高知県は、ちょっと前まで「自分の県に自信がなさすぎ」で、移住政策も観光政策もうまくいっていなかった。それがここ数年はあの時代はウソだったんかと思うくらいイケイケ。逆になんか自信持ち過ぎっていうか、そこまで何を誇って売り出そうとしているんだ大丈夫かてなくらいな状況になっている。悪い意味ではなく。

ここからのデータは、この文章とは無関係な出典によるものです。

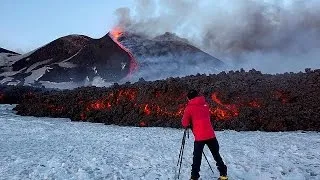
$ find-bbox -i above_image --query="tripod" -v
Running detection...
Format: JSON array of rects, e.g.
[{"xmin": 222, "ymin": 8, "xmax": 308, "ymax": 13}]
[{"xmin": 177, "ymin": 128, "xmax": 214, "ymax": 179}]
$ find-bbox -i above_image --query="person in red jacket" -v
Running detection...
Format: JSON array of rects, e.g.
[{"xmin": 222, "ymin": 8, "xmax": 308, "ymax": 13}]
[{"xmin": 182, "ymin": 90, "xmax": 228, "ymax": 180}]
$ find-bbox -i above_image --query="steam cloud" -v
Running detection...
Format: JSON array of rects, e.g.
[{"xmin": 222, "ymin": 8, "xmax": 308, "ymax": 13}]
[{"xmin": 116, "ymin": 0, "xmax": 320, "ymax": 73}]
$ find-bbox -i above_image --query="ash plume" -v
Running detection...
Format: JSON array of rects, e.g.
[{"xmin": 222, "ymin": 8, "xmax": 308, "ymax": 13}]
[{"xmin": 116, "ymin": 0, "xmax": 320, "ymax": 73}]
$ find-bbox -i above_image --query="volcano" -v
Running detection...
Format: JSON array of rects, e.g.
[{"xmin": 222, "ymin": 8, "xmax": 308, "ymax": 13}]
[
  {"xmin": 117, "ymin": 32, "xmax": 225, "ymax": 80},
  {"xmin": 0, "ymin": 30, "xmax": 223, "ymax": 89},
  {"xmin": 0, "ymin": 34, "xmax": 134, "ymax": 89}
]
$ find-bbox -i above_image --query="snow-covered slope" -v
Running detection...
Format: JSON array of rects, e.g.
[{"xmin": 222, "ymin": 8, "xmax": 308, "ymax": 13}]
[{"xmin": 0, "ymin": 105, "xmax": 320, "ymax": 180}]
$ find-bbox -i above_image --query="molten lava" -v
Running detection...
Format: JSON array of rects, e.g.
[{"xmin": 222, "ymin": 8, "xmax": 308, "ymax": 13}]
[
  {"xmin": 210, "ymin": 92, "xmax": 239, "ymax": 120},
  {"xmin": 109, "ymin": 27, "xmax": 138, "ymax": 78}
]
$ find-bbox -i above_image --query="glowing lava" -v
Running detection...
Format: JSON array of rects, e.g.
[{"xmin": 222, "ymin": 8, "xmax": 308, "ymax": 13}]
[
  {"xmin": 109, "ymin": 27, "xmax": 138, "ymax": 78},
  {"xmin": 210, "ymin": 92, "xmax": 239, "ymax": 120}
]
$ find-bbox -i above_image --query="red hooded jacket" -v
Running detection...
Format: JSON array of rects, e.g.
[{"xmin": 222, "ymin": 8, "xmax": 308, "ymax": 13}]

この動きは震災以後の東京民の「精神疲労」にリンクしているような。震災以後、東京はもうダメだーということで東京からの移住者がずいぶんと増えてきた。関西や他の地方からの移住者はほとんどまわりでは見かけなくて、ほとんどが東京とその近郊。ウチになぜか移住相談にくる人も、ほぼ100%東京。まあ高知みたいな場所にとっちゃとてもよろしいことだしやっと高知の良さが分かられるようになってきたんだなあとホクホクするはするんだけど、一方でここらへんからなんかモヤモヤするものも出てきたわけで。
高知の何がいいんだろと。
いや、そもそも高知は超いいと自分も思ってるんだけど、どうして急にこうなったんだと。
高知の良さってなにか。
まあ飯がうまい、人がいい、自然いっぱい、歴史もあって、、、そんなところが基本にはなるわけだけど、まあこれはどこの土地に行ったとしても同じこと。青森だろうが静岡だろうが鳥取だろうが熊本だろうが、まあ同じことだ。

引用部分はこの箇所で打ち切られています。